Les frais normaux de déménagement sont, dans tous les cas, à la charge de l’État.

 

Au préalable, lorsque l’immeuble est occupé, le propriétaire qui entend donner congé à son locataire doit l’en informer dans le mois suivant le dépôt de la demande des autorisations de démolir et de construire, puis le lui notifier avant que ces autorisations ne soient définitives en respectant un préavis de six mois à compter de l’expédition de la lettre recommandée.

Le nouveau texte redéfinit ces personnes protégées de façon très précise (article 2 de la loi 1.508 modifiant l’article 3 de la loi 1.235), qu’il s’agisse des conditions de naissance, de résidence, ou encore des liens avec des personnes monégasques.

La nationalité étrangère est désormais clairement indiquée et les Enfants du Pays sont expressément visés.

Hormis le cas des personnes de nationalité monégasque (catégorie 1), les rangs de priorité définis dans ce texte reposent :

  • sur les liens personnels ou familiaux avec les Monégasques pour la catégorie 2 (personnes de nationalité étrangère). Il s’agit des personnes de nationalité étrangère :

– nées d’un auteur monégasque ou adoptées par une personne de nationalité monégasque et qui justifient d’au moins dix années de résidence en Principauté ;

– conjoints survivants d’une personne de nationalité monégasque non remariés ;

– partenaires d’un contrat de vie commune survivants d’une personne de nationalité monégasque et qui justifient d’au moins dix années de résidence en Principauté et n’ayant pas conclu un nouveau contrat de vie commune ou ne s’étant pas mariés ou remariés ;

– père ou mère assurant l’entretien et l’éducation d’un enfant de nationalité monégasque et dont le domicile constitue la résidence habituelle ou occasionnelle de l’enfant ;

– père ou mère ayant eu, pendant au moins dix ans, la charge effective d’un enfant de nationalité monégasque et qui justifient d’au moins dix années de résidence en Principauté ;

De nouveaux critères ont été intégrés et il faut préciser qu’il n’y a pas de création de rang de priorité au sein de cette catégorie de personnes.

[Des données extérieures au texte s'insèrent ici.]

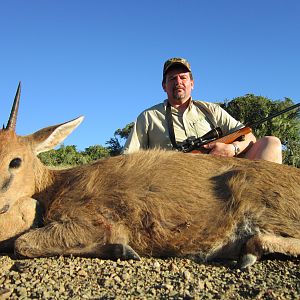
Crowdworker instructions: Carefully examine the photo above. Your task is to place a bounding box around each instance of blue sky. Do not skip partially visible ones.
[0,0,300,150]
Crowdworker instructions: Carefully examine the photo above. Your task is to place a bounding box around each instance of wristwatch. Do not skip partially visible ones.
[232,143,241,156]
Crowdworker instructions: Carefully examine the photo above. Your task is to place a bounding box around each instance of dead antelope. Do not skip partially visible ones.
[0,83,300,268]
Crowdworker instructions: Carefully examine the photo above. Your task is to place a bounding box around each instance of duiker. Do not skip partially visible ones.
[0,83,300,268]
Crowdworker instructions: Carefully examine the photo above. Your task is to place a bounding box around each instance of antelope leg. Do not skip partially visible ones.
[238,234,300,269]
[15,221,140,260]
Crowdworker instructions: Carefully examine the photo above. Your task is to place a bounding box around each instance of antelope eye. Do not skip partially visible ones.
[9,157,22,169]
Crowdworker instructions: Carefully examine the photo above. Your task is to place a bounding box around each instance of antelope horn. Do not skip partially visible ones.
[5,82,21,130]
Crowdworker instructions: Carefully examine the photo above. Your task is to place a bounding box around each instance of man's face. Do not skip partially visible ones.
[163,66,194,103]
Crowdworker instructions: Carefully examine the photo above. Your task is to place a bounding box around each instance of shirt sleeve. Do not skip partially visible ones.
[123,112,149,154]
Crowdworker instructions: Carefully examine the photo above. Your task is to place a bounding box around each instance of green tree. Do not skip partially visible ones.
[83,145,110,161]
[220,94,300,167]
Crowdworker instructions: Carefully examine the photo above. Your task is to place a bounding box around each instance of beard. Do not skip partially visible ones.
[173,89,186,100]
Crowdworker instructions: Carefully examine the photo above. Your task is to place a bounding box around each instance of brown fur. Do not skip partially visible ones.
[0,117,300,267]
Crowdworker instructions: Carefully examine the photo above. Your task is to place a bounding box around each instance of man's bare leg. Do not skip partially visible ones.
[245,136,282,164]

  • sur la naissance et la présence sur le territoire de la Principauté pour les catégories 3 et 4 (Enfants du Pays). Il s’agit :

- des personnes de nationalité étrangère telles que définies en tant qu’Enfants du Pays par l’article unique de la loi n°1.506 du 2 juillet 2021 portant reconnaissance des « Enfants du Pays » et de leur contribution au développement de la Principauté de Monaco et dont l’un de leurs auteurs ou adoptants est également né à Monaco et y a résidé au moment de cette naissance ou de cette adoption ;

- des personnes de nationalité étrangère telles que définies en tant qu’Enfants du Pays par l’article unique de la loi n° 1.506 du 2 juillet 2021 portant reconnaissance des « Enfants du Pays » et de leur contribution au développement de la Principauté de Monaco.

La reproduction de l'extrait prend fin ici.